O Instituto Brasileiro de Geografia (IBGE), aquele mesmo que, por capricho ou conveniência, tacou a Bahia, coitada, no nordeste, aponta que a região terá um Produto Interno Bruto (PIB) de R$ 9,173 bilhões, superior a dos Estados do Acre, Amapá e Roraima, quiçá (outra palavra na qual sou vidrado) da conta no banco da esquina favorecido pelo esplêndido Eike Batista.


É bom lembrar que o proposto, embora já garantido, Estado já apresenta, antes mesmo das licitações, nomeações e eleições, um dos índices sociais mais baixo do país.


Sem dar pelota à lingua e às estatísticas ferinas da oposição, o novo Tapajós garante que irá gerar perto de 200 mil empregos. Oba, oba!
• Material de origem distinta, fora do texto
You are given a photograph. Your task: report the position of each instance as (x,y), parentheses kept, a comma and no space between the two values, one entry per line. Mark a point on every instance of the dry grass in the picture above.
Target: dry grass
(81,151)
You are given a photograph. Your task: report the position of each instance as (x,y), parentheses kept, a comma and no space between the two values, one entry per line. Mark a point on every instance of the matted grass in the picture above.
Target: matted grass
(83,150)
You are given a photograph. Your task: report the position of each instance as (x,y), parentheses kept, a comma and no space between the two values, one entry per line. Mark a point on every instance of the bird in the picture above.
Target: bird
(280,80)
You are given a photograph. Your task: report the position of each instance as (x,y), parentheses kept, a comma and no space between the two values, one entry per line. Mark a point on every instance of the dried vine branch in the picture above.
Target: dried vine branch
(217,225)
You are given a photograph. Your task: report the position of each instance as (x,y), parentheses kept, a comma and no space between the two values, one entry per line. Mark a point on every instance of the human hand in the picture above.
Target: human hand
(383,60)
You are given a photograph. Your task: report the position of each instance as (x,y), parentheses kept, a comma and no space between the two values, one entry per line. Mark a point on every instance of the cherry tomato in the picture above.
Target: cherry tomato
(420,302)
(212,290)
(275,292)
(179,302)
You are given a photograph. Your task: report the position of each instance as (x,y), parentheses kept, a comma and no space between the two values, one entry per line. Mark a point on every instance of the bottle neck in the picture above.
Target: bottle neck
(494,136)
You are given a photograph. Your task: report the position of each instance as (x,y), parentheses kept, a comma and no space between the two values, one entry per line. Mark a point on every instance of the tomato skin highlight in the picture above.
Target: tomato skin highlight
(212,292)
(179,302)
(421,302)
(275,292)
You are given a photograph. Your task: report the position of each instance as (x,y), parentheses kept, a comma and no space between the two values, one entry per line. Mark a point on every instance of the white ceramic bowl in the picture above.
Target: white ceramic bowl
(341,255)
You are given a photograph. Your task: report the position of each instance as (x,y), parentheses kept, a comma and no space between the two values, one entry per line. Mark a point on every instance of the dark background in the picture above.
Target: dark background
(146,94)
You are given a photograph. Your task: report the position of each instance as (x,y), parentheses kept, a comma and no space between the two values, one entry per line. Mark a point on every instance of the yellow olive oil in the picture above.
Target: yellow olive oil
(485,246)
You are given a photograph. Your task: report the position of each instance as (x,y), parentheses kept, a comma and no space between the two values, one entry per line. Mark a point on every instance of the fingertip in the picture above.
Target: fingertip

E isso sem falar em sua importância para a segurança nacional e de nossas fabulosas usinas nucleares, embora não haja nenhuma por perto. Chegar-se-a lá, garanto, chegar-se-a lá.


Eu digitei “índices mais baixo”. Estou apenas tentando acompanhar, segundo as cartilhas oficiais, as evoluções e convulsões de nossa língua, nosso povo, nossa terra. Welcome to the farra, Tapajós.

Comentários

  1. Pela Constituição federal , somente a região que tem interesse em se emancipar é que vota no plebiscito.

    A senadora Marinor e o senador Flexa Ribeiro já está articulando contra o plebiscito e quer que todo o Pará vote, inclusive quem mora em Belém.

    Se os senadores Marinor e Flexa Ribeiro conseguirem mudar a legislação, dificilmente o povo de Tapajós e Carajás conseguirá se separar porque a população é menor nessa região.

    Por isso cabe apelar aos senadores do Pará que estão a favor da emancipação.

    A oportunidade é única de dividir o Pará, por isso é preciso lutar com todas as armas e não permitir que a Constituição seja mudada com emendas que favorece os contra.

    O deputado Giovanni Queiroz disse que vai recorrer no STF porque a medida é inconstitucional.